Under those restrictions, Eq. [1] is a complex 
number whose magnitude is always unity, but whose 
real and imaginary parts fluctuate in amplitude 
in a most interesting way.

Try plotting Eq. [1]'s real and imaginary parts, 
over some range of the real-valued independent 
variable 'a', using software.  (Variable 'a' is 
on the x-axis of your plots.) You'll see what 
I mean by "fluctuate in amplitude in a most 
interesting way."  

After playing around with your plots, change those 
plots so that the x-axis is not linear, but rather  
logarithmic.  Try it, see what happens.

Back to the web page that you posted Greg:
as for that web page's last (final) equation, 
I'm suspicious.  I'm not sure that it is correct.

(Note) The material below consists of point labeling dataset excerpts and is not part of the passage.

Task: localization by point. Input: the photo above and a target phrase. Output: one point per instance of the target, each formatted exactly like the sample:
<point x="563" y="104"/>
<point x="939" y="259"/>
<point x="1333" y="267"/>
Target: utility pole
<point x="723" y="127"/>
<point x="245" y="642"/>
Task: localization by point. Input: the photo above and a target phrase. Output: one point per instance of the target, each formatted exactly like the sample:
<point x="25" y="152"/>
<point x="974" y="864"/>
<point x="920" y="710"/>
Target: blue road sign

>A complex number raised to a complex exponent turns out to be periodic.

As Rocky Balboa would say, "That is very true."

> That's not really surprising, given the periodicity in the special case of Euler's Identity.

[-Rick-]

On Sun, 1 Feb 2015 07:42:28 +0000 (UTC), glen herrmannsfeldt
<gah@ugcs.caltech.edu> wrote:

>Rick Lyons <R.Lyons@_bogus_ieee.org> wrote:
> 
>>   It's been a bit quiet here on comp.dsp for the 
>> last few days, so I thought I'd post something 
>> with the sole purpose of rattling your cages.
> 
>> Regarding the complex-valued j-operator, where 
>> j = sqrt(-1), I was thinking about the interesting 
>> notion that j raised to the j-th power, j^j, is a 
>> real-valued number.
>
>When I was in high school, I was trying out some PL/I
>programs using complex numbers.  When Fortran only
>had (complex)**(integer), PL/I had (complex)**(complex),
>so I wrote a program to read in two numbers and write
>out X**Y. 
>
>My first try was 1I,1I and I was surprised to see a
>real number.  Then I tried ones like 2I,1I and 1I,2I
>finding that they were not real. 
>
>But my favorite explanation is in "Feynman: Lectures on Physics".
>
>In one chapter, he explains the origin of logarithms, starting
>with 10 successive square roots of 10. (The is, 10**0.5, 10**0.25,
>10**0.125, ..., 10**(1/1024).
>
>Then with some multiplication, you can fill in the table, such
>as 10**0.75 and 10**0.375, and finally learn that linear
>interpolation is plenty close enough. 
>
>Once you have a table of powers of 10, invert the table to
>make a table of logs base 10, again with interpolation.
>Also, he notes that for small x, 10**x is 1+2.3052x
>(five digits might  have been about right for early log tables).
>
>Now he makes the not so obvious, but reasonable assumption, that
>10**x is still about 1+2.3052x for small complex x, such as i/1024,
>so 10**(i/1024) is 1+2.3052i/1024. 
>
>Next, using ordinary complex multiplication he computes powers
>of 10**(i/1024), to generate a graph of 10**ix as a function of x,
>both real and imaginary parts.
>
>Finally, noticing that they are sinusoidal, but with periods 
>not 2*pi, he calculates the base raised to the i*x power that
>generates sinusoids with period 2*pi, and finds e.
>
>By the way, anyone notice how many calculators that claim to
>do complex arithmetic won't do things like log(-1) but
>only ln(-1).  Also, won't do asin(2) or sin(i).
>
>-- glen

Hi glen,
   Thanks for your detailed post.  It deserves 
careful and thorough examination. 

Your point about hand calculators is well-taken.
My really nice Casio scientific calculator claims 
to work with complex numbers, and it does.  It'll 
add, multiply, and divide complex numbers.  But when 
I raise a number to a complex power, my calculator 
responds with the message "Math Error."  Ha ha.

[-Rick-]
 

On Sun, 01 Feb 2015 09:52:30 +0100, Thomas Richter
<thor@math.tu-berlin.de> wrote:

>On 01.02.2015 02:43, Rick Lyons wrote:
>
>> Regarding the complex-valued j-operator, where
>> j = sqrt(-1), I was thinking about the interesting
>> notion that j raised to the j-th power, j^j, is a
>> real-valued number.
>
>Actually, if you say only that, I would probably respond that this isn't 
>quite true. 

Hi Thomas,
   are you saying j^j is not equal to a 
real-valued number?

>Unlike addition or multiplication, the power function is not 
>a well-defined function on the complex-plane. 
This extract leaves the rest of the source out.